Summing it up for her Ivy Tower advisers—$760 billion will not pay for Bernie Care. If she tries to raise taxes on working- and middle-class folks to make up the difference, the senator is likely to end up like George H.W. Bush—a one-term president.

The senator is too smart for that.

When the Congressional Budget Office sends those numbers to the Oval Office, we can expect the new administration to scurry for other ways to keep her health-care promises but she is up against some hard realities.

Many Americans with good private insurance want to keep it, and Americans pay nearly twice as much for health care as folks in other industrialized economies.

The latter don’t have the legacy of Washington encouraging — most recently through the Affordable Care Act — pricing monopolies in local hospital and medical-specialty markets.
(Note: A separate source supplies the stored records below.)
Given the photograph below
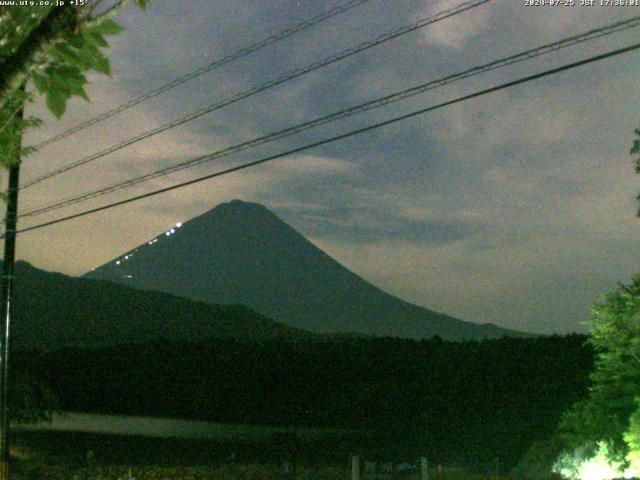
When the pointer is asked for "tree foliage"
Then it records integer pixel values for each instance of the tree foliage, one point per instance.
(51, 48)
(615, 382)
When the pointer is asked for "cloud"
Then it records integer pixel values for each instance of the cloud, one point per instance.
(516, 208)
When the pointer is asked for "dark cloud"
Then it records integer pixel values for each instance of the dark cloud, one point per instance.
(515, 208)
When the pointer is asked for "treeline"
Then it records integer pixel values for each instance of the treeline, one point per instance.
(471, 404)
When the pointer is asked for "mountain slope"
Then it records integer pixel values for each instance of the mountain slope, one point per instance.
(53, 310)
(241, 252)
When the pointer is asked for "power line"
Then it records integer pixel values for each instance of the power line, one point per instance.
(377, 103)
(385, 37)
(243, 52)
(339, 137)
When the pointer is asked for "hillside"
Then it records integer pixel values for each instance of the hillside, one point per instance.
(242, 253)
(54, 310)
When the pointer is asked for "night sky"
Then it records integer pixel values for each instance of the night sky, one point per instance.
(517, 208)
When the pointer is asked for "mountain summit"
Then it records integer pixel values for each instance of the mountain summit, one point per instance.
(242, 253)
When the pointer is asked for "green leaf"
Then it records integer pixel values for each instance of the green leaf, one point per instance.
(56, 103)
(40, 82)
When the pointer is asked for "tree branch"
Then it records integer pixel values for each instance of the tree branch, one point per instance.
(15, 69)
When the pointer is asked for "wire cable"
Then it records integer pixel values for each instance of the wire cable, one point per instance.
(373, 104)
(243, 52)
(343, 136)
(385, 37)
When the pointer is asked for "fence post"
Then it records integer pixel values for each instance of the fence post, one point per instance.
(355, 467)
(424, 469)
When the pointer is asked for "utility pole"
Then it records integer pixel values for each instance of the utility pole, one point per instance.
(6, 307)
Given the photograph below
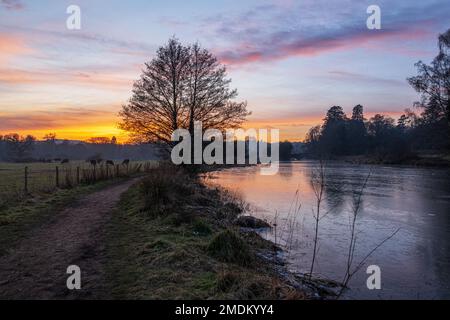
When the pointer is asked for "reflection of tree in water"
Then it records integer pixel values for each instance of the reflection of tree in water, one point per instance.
(285, 170)
(334, 188)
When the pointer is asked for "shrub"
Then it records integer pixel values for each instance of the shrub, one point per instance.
(228, 246)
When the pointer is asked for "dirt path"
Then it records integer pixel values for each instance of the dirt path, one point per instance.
(36, 268)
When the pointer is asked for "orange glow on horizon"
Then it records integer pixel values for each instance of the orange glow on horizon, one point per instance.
(293, 130)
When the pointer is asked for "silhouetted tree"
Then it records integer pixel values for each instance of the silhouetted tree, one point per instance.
(334, 135)
(19, 148)
(433, 83)
(285, 150)
(357, 133)
(179, 86)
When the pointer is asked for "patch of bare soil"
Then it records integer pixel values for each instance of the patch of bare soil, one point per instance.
(36, 268)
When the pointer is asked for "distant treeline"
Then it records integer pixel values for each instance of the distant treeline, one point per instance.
(380, 137)
(16, 148)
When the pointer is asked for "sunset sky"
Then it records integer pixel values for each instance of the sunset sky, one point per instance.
(291, 60)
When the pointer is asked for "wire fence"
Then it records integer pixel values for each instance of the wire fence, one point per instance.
(20, 181)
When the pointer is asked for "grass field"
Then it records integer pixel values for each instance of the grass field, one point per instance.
(41, 178)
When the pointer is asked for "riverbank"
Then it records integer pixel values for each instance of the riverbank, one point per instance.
(174, 238)
(436, 160)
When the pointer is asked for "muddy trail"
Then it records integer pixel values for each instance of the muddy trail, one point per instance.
(36, 267)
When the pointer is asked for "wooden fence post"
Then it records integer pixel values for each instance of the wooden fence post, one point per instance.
(26, 180)
(57, 176)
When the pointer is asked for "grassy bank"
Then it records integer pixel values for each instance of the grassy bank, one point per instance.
(174, 238)
(22, 217)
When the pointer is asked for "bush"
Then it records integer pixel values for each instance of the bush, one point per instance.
(202, 227)
(228, 246)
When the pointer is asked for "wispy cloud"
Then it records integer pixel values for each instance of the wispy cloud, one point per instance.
(274, 32)
(12, 4)
(89, 78)
(11, 46)
(63, 117)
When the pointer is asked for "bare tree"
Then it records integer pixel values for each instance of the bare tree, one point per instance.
(19, 148)
(318, 184)
(181, 85)
(209, 97)
(156, 108)
(433, 82)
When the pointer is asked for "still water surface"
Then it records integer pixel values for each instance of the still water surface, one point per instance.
(415, 264)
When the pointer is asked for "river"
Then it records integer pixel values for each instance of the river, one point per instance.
(415, 263)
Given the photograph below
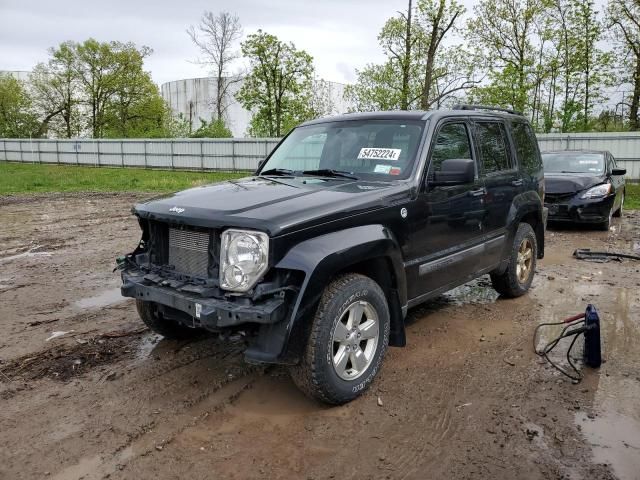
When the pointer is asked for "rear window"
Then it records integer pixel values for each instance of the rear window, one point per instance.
(492, 140)
(526, 147)
(573, 162)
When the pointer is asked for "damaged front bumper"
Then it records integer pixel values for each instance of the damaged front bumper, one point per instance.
(580, 210)
(206, 312)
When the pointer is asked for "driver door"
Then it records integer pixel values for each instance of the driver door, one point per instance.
(448, 224)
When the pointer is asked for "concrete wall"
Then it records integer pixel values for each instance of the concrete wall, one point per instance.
(184, 154)
(625, 146)
(245, 153)
(195, 99)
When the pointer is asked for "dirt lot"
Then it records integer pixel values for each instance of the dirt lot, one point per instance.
(467, 398)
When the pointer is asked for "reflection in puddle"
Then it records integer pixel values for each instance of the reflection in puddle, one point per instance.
(147, 345)
(108, 297)
(477, 291)
(29, 253)
(614, 439)
(275, 399)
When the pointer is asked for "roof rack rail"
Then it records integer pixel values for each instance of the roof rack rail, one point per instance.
(464, 106)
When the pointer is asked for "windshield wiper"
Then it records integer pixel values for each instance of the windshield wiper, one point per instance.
(278, 172)
(329, 172)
And enabling the avarice of pharmaceutical companies by prohibiting Medicare from negotiating drug prices — manufacturers and pharmacy-benefit managers can set those as high as they like, Medicare has to pay, and those prices set benchmarks for the broader drug market.

The solution

Give Americans choices but with reforms.

Empower the states to administer block grants for virtually all federal spending in their jurisdictions. They can use these funds to both establish a single-payer public option and continue subsidizing private insurance through the ACA exchanges. The former could look like the British system, where the state employs the doctors and run hospitals, or the German system where the latter remain largely in the private sector but are reimbursed. Let states experiment.

Families could choose a single-payer option, and employers currently providing benefits could be required to contribute what they now spend on private insurance for those employees selecting that public option.
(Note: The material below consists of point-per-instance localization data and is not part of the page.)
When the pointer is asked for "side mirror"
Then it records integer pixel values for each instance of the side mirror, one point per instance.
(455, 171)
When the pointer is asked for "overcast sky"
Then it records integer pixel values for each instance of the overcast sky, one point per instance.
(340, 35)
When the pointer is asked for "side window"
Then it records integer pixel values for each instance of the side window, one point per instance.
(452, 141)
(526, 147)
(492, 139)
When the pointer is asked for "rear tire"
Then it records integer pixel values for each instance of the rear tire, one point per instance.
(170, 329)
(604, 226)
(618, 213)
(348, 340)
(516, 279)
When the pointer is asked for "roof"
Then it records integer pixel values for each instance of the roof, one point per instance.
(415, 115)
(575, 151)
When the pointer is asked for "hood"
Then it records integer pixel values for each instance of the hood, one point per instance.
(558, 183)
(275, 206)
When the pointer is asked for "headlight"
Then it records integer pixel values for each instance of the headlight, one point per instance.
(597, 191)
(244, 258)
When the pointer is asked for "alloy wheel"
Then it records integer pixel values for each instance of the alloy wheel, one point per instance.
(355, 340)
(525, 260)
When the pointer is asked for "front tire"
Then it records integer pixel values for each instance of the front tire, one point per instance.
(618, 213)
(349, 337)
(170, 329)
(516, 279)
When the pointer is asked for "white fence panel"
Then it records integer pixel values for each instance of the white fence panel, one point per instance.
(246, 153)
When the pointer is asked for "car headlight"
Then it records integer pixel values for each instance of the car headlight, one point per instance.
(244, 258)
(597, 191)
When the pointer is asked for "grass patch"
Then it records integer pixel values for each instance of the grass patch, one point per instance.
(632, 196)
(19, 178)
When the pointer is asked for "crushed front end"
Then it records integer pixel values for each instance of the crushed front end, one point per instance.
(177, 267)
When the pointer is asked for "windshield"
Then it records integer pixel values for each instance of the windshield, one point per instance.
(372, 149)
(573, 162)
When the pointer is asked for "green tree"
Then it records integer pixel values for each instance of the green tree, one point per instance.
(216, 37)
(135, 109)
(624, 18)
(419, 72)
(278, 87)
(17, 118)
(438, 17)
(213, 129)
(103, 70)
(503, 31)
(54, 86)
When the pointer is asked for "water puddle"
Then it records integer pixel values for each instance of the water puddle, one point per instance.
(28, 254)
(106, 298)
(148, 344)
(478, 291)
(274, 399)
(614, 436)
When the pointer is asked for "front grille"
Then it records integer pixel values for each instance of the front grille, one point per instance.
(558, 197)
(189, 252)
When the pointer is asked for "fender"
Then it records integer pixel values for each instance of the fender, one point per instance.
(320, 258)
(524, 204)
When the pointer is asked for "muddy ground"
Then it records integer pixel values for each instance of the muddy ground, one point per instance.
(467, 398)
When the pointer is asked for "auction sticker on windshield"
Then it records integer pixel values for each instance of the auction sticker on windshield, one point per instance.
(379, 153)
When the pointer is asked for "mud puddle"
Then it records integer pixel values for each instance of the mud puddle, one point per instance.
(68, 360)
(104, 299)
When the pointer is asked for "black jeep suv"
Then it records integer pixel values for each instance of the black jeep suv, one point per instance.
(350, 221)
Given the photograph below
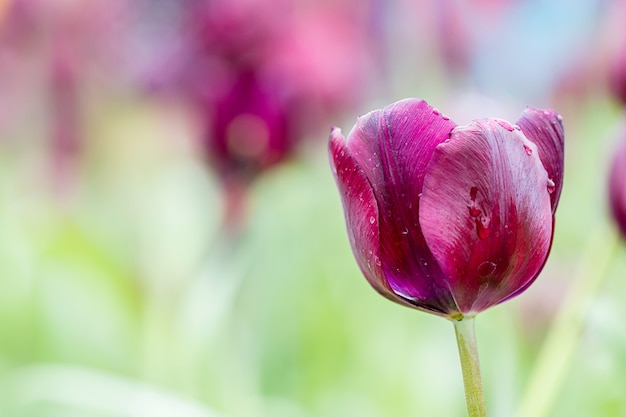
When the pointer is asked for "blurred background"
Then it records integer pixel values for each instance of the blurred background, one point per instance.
(171, 239)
Also, empower state attorneys general to bring aggressive antitrust suits through the federal courts against local pricing cartels established by hospitals and insurance companies, physicians group practices and price gouging by pharmaceutical companies and medical-device manufacturers when they charge more than prevailing prices in other high-income markets like Germany and the Netherlands.

Let the states, public plans and private insurers compete to demonstrate what approaches work best.